When the Virginia Tech shooting happening, I’m pretty sure the Korean American community collectively went, “Well, oh, fuck.” When I read the news about Dharun Ravi and Molly Wei’s involvement in Tyler Clementi’s death, I was like, “Mother of shit! Why’d you both have to be Asian?!” Whenever I read the International section in the New York Times and I come across yet another piece on how the Chinese government is being “oppressive” or how there are a trajillion more “bootlegs” being imported from their country, I just smack myself in the face. When yet another terrorist caught happens to be Muslim, I sigh.
So all of this in turn makes me really strict with Asian Americans and the actions they take, and the products they put out. Which is completely unfair, because it’s not anybody’s responsibility, as anybody of color, to have to be responsible of their actions on behalf of an entire race in this country. Yet, that’s what happens. Repeatedly. History teaches us nothing. You, as a POC, do one thing really bad in the eyes of America, and you and other people of your race are also stuck with that for a while. And this has to change. I don’t think I’m selfless enough to be a straight on activist for these kinds of issues, and I admit this flaw, but I can change the way I evaluate the Asian Americans I see in my pop.
So I think about it again — why does Far East need to be good at this, this, this, this, this, and ALL of this in order to be good? They ARE good. They’ve been doing this for a long time, they’re some of the most humble artists I have ever met, listened to, watched. They deserve this as artists. The Asian American community deserves to have them repping us.

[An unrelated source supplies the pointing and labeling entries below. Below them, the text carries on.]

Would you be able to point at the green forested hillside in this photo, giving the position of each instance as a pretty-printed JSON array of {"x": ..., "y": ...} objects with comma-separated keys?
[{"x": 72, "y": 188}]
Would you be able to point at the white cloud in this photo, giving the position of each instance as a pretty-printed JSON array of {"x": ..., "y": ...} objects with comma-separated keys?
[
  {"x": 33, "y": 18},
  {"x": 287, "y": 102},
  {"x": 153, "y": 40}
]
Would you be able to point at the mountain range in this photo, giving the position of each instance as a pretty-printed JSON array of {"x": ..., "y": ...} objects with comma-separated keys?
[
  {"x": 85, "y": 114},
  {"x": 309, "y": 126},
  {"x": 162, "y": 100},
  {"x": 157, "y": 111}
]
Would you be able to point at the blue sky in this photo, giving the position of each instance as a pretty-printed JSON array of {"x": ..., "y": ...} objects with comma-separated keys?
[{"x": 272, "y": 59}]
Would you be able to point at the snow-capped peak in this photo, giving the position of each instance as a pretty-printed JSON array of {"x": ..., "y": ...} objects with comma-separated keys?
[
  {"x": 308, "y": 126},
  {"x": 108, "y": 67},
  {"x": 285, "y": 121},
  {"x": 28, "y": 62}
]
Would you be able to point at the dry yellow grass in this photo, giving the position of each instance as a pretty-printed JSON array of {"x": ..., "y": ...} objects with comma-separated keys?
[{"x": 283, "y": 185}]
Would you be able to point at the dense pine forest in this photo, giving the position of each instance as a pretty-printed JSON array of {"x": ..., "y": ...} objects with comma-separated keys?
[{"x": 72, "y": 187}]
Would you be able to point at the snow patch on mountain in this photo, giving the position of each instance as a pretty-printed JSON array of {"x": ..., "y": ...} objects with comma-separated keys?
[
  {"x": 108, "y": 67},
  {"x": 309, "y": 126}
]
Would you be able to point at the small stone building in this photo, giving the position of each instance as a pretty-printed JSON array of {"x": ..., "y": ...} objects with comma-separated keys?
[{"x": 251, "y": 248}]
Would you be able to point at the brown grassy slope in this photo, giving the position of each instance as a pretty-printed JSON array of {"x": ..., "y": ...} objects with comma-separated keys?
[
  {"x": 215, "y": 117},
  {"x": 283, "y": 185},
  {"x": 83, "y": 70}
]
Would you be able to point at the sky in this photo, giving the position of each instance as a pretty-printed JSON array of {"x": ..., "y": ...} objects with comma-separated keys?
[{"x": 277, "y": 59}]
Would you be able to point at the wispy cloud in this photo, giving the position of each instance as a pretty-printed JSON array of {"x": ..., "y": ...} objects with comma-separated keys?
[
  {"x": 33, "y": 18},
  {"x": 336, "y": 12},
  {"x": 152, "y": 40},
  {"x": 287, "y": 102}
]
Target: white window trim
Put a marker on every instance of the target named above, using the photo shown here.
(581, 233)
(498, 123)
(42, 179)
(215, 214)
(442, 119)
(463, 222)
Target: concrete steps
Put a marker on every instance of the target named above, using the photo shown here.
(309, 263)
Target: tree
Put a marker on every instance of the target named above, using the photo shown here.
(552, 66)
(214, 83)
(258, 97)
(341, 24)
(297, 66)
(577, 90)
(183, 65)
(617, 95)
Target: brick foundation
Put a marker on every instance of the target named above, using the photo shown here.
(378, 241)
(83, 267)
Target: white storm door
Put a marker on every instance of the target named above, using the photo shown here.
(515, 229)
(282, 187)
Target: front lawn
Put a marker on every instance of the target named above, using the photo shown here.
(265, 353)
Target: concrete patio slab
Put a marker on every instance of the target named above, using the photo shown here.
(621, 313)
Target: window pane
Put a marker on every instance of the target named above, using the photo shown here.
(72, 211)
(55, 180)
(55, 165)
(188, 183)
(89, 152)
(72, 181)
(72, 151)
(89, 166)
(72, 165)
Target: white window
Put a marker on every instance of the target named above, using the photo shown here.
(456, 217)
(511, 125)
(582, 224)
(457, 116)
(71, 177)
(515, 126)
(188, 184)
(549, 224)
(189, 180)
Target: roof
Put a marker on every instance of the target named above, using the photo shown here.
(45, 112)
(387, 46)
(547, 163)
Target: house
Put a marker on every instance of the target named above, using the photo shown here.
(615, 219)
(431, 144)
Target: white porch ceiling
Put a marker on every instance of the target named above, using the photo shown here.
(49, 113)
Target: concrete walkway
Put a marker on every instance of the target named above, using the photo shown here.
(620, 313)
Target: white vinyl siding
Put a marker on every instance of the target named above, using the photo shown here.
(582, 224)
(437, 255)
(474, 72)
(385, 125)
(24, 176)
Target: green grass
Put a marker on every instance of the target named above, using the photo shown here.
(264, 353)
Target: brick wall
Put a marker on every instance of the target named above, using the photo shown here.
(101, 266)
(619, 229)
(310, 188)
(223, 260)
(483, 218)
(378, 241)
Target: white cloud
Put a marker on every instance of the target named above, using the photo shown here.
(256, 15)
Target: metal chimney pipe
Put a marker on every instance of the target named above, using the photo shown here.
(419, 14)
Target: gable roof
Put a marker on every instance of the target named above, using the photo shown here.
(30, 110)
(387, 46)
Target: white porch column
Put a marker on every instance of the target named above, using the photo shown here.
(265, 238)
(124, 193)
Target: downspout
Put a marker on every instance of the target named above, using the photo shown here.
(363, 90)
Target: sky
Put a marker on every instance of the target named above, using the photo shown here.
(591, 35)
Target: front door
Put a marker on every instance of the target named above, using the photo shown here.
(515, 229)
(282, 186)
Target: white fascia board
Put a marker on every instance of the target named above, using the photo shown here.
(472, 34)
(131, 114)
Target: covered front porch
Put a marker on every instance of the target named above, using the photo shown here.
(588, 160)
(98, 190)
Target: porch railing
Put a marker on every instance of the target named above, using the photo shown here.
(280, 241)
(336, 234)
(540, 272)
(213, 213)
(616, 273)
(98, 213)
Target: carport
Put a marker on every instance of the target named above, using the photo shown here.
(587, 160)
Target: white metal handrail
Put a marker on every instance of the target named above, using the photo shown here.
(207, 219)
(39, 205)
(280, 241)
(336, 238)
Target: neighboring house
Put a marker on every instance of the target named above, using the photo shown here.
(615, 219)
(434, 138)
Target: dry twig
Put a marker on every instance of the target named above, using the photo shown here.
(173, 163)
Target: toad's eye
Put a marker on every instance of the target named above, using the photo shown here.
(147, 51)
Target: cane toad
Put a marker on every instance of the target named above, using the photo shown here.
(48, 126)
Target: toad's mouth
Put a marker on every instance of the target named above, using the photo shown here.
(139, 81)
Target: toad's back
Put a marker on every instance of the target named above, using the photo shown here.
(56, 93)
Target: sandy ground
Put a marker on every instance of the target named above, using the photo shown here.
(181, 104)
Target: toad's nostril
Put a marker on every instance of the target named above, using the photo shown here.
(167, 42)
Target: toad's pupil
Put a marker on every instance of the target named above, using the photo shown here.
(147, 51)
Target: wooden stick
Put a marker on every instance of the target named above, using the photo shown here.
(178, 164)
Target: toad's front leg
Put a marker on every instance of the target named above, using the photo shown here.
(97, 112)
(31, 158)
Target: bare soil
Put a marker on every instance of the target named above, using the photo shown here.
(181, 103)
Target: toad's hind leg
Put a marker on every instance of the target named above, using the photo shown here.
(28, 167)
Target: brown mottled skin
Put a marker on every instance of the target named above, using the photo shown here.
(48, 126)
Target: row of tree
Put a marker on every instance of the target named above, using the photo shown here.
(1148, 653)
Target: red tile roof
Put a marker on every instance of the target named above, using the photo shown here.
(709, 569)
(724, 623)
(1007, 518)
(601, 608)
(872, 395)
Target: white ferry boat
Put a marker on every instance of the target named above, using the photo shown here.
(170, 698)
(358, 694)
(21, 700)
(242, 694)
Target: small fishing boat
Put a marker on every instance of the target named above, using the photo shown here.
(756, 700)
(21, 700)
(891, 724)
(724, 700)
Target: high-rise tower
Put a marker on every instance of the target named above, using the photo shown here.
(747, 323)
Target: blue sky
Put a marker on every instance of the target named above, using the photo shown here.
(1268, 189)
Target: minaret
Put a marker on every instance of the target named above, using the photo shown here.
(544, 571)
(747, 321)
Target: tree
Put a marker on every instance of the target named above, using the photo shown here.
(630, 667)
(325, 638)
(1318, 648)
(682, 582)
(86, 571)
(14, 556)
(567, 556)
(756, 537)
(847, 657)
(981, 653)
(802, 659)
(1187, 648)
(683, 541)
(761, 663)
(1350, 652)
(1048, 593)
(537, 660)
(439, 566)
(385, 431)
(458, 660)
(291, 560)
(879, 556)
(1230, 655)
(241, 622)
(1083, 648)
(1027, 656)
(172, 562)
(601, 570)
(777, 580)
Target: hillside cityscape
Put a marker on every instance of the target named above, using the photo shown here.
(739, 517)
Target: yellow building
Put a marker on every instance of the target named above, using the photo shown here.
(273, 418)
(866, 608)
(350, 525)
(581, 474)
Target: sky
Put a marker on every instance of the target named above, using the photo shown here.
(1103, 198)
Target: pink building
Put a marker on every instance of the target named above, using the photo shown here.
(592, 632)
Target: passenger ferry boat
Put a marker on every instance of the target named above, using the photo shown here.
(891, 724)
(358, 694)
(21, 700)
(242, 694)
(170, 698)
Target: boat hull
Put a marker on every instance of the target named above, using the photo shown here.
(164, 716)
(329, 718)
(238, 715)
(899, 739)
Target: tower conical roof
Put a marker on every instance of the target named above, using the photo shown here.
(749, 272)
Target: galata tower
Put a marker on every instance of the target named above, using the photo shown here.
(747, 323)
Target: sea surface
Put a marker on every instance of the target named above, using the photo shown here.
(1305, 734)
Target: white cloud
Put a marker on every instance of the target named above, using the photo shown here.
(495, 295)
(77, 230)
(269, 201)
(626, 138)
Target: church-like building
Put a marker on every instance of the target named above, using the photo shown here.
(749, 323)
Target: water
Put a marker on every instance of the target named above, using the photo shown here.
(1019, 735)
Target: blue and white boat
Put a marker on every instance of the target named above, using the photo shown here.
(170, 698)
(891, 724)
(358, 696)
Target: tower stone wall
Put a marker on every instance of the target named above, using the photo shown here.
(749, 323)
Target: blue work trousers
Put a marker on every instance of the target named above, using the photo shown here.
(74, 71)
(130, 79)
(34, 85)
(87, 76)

I don’t have much to say about the album yet because I plan on listening to it when I get my copy. And I end by saying that if you have, at any point, listened to FM and liked them and the work they’ve done, please go out and support these guys. Their album “Free Wired” was released October 12, and it’s available on Amazon for 9 buckaroos. 9 bucks! You can’t even get a meal and a drink at Chipotle’s for nine dollars. Go go go!